Thoughts on the economics of vehicle emissions regulation
Motor vehicle pollution is a problem within the highly urbanised cities of Australia where vehicles are estimated to contribute up to 70% of total urban air pollution (NSW EPA, 1999).
According to the ABS (2010), transport accounts for around 15% of Australia’s greenhouse gas emissions in which road transport accounted for 86% of all transport emissions. In an effort to reduce the level of harmful emissions emitted from motor vehicles, Australia, like other countries has chosen to directly set and regulate emission limits for all new vehicles.

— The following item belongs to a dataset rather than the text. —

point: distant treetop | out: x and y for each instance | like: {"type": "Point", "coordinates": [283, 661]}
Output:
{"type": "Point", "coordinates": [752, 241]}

A study by Reynaert (2015) found that car manufacturers choose to comply with the regulation by adopting new technology to develop cleaner and more fuel efficient cars. However, in September 2015, the world’s number one light vehicle manufacturer, Volkswagen (VW), was found to have cheated car emissions tests in the United States using the now infamous “defeat device” software on its ‘clean’ diesel vehicles. It has been reported that around 11 million vehicles worldwide are affected with VW vehicles testing around 15 to 35 times the legislated limits in the United States.
The scandal brings to light the options available to government to reduce motor vehicle emissions whether that be through regulation as currently adopted or through other mechanisms such as taxes and pricing.